Текст новой редакции Сказания был обнаружен в архиве царя [Сказание об Успении..., Ф. 27. Оп. 1. № 527] и после первого опубликования в дальнейшем больше не привлекался для исследования как литературный памятник. Сказание не было представлено и в известных серийных изданиях произведений литературы Древней Руси, выпущенных в XX столетии. Именно поэтому можно сказать, что оно неизвестно, несмотря на упоминание во всех справочниках. Сказание ни разу не было включено в перечень исследуемых текстов, непосредственно имеющих отношение к литературной деятельности царя Алексея Михайловича. «Найденное мною сказание об успении пресв. Богородицы весьма любопытно и как новое литературное произведение, указывающее на процесс своего составления, и как произведение царя Алексея, дающее ему право на звание духовного писателя» [Белокуров, 1902, с. 23], - это заявление, сделанное С. А. Белокуровым еще в 1902 году, и сегодня воспринимается как актуальное при исследовании литературного наследия царя-писателя.

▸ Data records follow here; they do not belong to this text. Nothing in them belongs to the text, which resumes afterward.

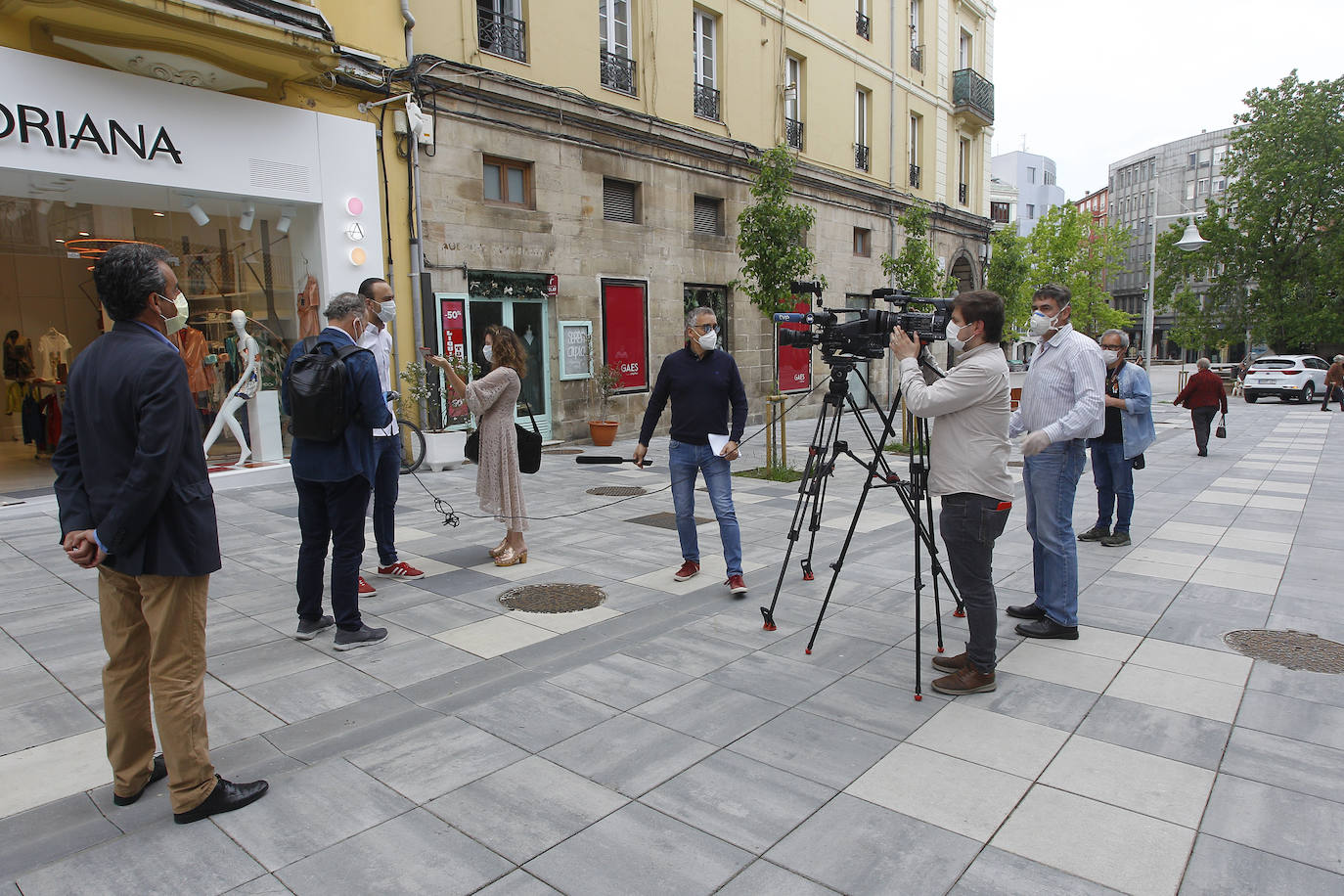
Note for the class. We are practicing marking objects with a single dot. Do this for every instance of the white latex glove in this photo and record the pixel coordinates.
(1035, 442)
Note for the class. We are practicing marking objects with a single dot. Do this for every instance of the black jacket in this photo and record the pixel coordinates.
(130, 464)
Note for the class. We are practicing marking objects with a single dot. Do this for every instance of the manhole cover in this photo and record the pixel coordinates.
(1298, 650)
(553, 597)
(618, 490)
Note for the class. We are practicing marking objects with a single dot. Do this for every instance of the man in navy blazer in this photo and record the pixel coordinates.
(136, 503)
(334, 481)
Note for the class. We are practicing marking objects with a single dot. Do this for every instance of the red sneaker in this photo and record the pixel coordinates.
(689, 569)
(399, 571)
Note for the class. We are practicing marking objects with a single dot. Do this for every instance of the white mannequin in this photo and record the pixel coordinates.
(243, 391)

Готовя текст Сказания к публикации, первый издатель сделал качественное текстологическое исследование памятника, результаты которого не утратили своей ценности и сегодня. На основе детального сравнительного изучения трех вариантов Сказания С. А. Белокуров определил точное количество строк, используемое составителем царской редакции Сказания, указал характер, степень и общее число заимствований из ранее созданных византийских канонических текстов. Так, например, по подсчетам С. А. Белокурова, «начало и конец взяты из слова архиеп. Иоанна Солунского, а середина из слова ап. Иоанна Богослова, причем 6/7 этих слов выкинуто (из 660 строк, заключающихся в обоих словах, выкинуто около 560 строк и оставлено только около 100 строк, немного даже менее)» [Там же, с. 9]. При этом в уже составленную писцом новую редакцию Сказания Алексей Михайлович вносит заключительные правки. В каждом столбце Сказания (всего их 8), состоящем из 25 строк, царь редактирует от 2 до 12 строк, включая отдельные слова или фразы. Приведенные «статистические» расчеты показательны в том плане, что дают возможность реконструировать как процесс редактирования, так и технологию работы над новым вариантом известного текста, одновременно помогают проникнуть в авторский замысел, воплощенный в словесной иконе Успения Богородицы.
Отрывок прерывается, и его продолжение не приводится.